The February 2026 trade agreement between the United States and Bangladesh has been marketed as a pragmatic bargain: a little tariff relief here, a little market access there, and supposedly a stronger bilateral partnership at the end of it. That is the sales pitch. The reality looks far uglier. Read the public text closely, and the agreement appears less like balanced trade diplomacy and more like a structured invitation for U.S. capital to penetrate Bangladesh’s most strategic sectors under terms written to privilege American commercial power. Even Washington barely disguises this.
The U.S. Trade Representative boasts that the deal delivers “unprecedented levels of market access” for American exporters and strengthens U.S. “national and economic security.” When the stronger party openly declares that its own strategic advantage is a central outcome, Bangladesh should ask a hard question: whose interests was this pact really built to serve?
The most alarming feature is the direct opening of Bangladesh’s strategic economy to U.S. investors.
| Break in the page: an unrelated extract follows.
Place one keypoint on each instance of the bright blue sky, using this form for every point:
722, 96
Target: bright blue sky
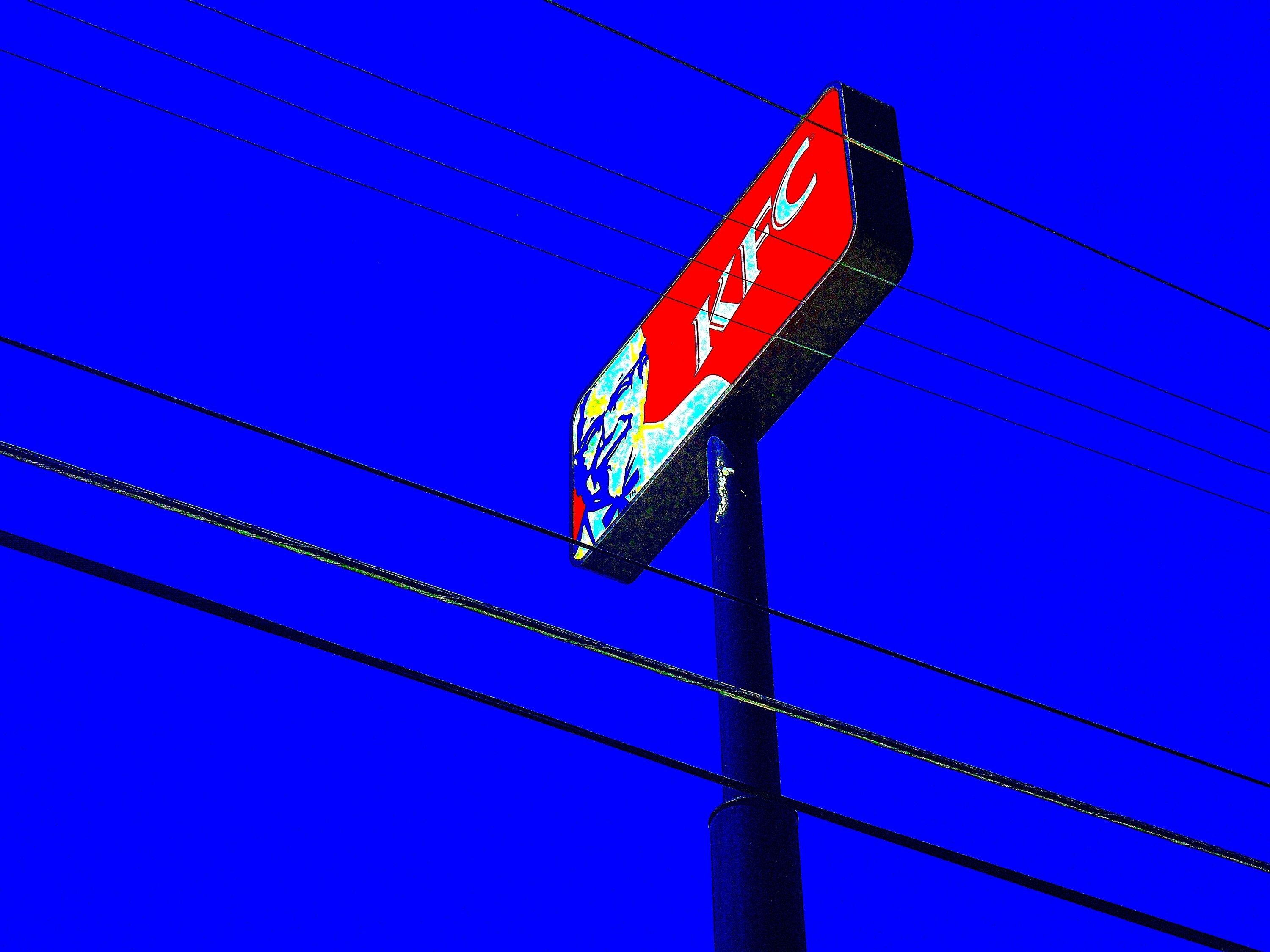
177, 781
In Annex III, Article 1.16, Bangladesh undertakes to liberalise foreign equity caps for U.S. investment in oil and gas, insurance, and telecommunications. It must also facilitate No Objection Certificates for U.S. investors and make capital transfers more efficient. This is not a minor technical tweak. It is a political choice to weaken Bangladesh’s discretion over who gets to own, finance, and influence sectors tied to national resilience. Oil and gas are not just commodities; they are the operating core of energy security. Telecommunications is not just another service market; it is the nervous system of a modern state. Opening these sectors under asymmetric pressure means handing leverage to foreign firms whose first duty is to shareholders, not to Bangladesh’s long-term development.
That danger is not abstract. Bangladesh’s energy economy remains highly exposed: the World Bank says imported LNG already accounts for more than one-fourth of total gas consumption, while about 42 percent of total gas consumption is in the power sector. The U.S. Commerce Department’s own country guide says natural gas remains the cornerstone of Bangladesh’s power generation, accounting for roughly 50 percent of the electricity supply. In plain terms, gas is not a peripheral input; it is one of the country’s energy lifelines. If the sector is opened further on terms designed to reassure and accelerate U.S. investment, Dhaka risks surrendering strategic control at the very moment its energy dependence is already deepening. A state facing fuel insecurity should be consolidating sovereign oversight, not loosening it in favour of foreign capital.
Worse, the agreement does not stop at investment opening. Section 6 of Annex III records Bangladesh’s intention to facilitate 14 Boeing aircraft purchases, around $15 billion in U.S. energy purchases over 15 years, and roughly $3.5 billion in U.S. agricultural purchases.
The same package also requires Bangladesh to submit a full WTO notification of subsidies within six months of entry into force. Put together, this is not free trade in any meaningful developmental sense. It is a funnel: open your strategic sectors, buy our fuel, buy our planes, buy our farm products, and align your commercial regime ever more closely with our priorities. The United States presents this as reciprocity. It looks far more like coercive commercial choreography.
Bangladeshi critics are therefore right to see predation in the design of this pact. Even where the published text names oil and gas, insurance, and telecommunications rather than “minerals” in so many words, the pattern is unmistakable: strategic assets and strategic infrastructure are being pried open for American advantage.
Washington gets deeper market penetration, larger guaranteed commercial opportunities, and tighter economic alignment. Bangladesh gets a marginal tariff adjustment and a major sovereignty problem. This is the old imperial formula in updated legal language: not occupation by troops, but extraction through clauses, schedules, approvals, and locked-in commercial dependence.
Bangladesh should reject this logic outright. Any future arrangement must ring-fence energy, and other strategic sectors from externally pressured liberalisation; require parliamentary scrutiny; preserve the state’s power to cap foreign ownership; and tie any outside investment to binding local value addition, technology transfer, and public-interest review.
A sovereign country does not throw open its lifelines because a superpower offers a thinner tariff stick. It protects them. Otherwise, today’s “market access” becomes tomorrow’s dependency trap.